Hacker News new | past | comments | ask | show | jobs | submit login

> Shouldn't it timeout only when the server is no longer ACK-ing packets?

That's exactly what happens. The server ACKs data until it fills its write buffer, and then stalls unresponsive until the entire buffer is flushed to disk. If it takes longer to flush the buffer to disk than the client's timeout, it gives up.

I have personally watched this happen via wireshark where the server doesn't ACK for more than 10 minutes.




That's not it. I only had this problem on a fast-ethernet connection (because I had to share the cable for two connections). The server could write ~ 50 MB/s, but it still timed out on the 10MB/s upload.


It's possible you were seeing another problem, but this issue is more likely to appear with a faster network connection, because the network transfer happens faster than the disk writes.

You can confirm by watching /proc/meminfo and watching the Dirty and Writeback numbers.
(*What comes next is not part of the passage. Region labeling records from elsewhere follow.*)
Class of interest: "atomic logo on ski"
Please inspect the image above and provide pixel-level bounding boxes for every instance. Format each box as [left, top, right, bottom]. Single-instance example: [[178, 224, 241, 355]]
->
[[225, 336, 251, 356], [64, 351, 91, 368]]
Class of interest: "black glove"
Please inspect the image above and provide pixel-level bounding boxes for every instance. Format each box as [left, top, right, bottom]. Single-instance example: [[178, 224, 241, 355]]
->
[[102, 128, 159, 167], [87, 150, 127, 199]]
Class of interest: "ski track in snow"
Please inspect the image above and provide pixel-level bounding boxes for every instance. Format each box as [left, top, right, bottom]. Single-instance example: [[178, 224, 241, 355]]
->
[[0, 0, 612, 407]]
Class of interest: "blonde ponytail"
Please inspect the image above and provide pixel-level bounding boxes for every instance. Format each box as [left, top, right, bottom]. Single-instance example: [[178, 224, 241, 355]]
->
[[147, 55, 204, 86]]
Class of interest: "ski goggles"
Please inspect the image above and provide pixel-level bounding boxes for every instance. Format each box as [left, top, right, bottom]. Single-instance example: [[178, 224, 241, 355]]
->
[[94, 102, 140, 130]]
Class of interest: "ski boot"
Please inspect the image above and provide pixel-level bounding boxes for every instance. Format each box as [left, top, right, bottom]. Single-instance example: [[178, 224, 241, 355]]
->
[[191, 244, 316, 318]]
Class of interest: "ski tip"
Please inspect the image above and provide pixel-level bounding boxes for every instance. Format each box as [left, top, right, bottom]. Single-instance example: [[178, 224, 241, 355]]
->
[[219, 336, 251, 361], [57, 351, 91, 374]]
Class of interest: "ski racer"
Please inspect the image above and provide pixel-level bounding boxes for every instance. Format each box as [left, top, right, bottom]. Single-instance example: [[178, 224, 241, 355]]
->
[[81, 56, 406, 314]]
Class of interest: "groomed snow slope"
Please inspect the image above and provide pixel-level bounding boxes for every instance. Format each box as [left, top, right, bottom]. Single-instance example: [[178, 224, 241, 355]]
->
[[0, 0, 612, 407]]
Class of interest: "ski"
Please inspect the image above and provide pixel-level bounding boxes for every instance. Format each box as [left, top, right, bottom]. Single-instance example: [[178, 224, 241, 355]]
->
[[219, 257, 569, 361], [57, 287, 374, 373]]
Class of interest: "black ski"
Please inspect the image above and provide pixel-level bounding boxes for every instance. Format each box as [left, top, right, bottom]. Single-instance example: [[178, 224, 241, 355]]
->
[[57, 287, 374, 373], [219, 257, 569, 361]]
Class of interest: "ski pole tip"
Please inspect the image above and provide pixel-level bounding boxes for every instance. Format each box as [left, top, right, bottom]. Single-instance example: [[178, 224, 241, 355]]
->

Changing up the vm.dirty* settings can help as described here:

https://lonesysadmin.net/2013/12/22/better-linux-disk-cachin...


Holy shit i think you and the above comment, along with this thread, may have finally given me the answer to one of the few problems i was never able to solve.

About 4-5 years ago, i was working on a project, and part of that was copying big amounts of data to a system via nfs. At 30 minutes exactly, nfs would croak, transfer fails.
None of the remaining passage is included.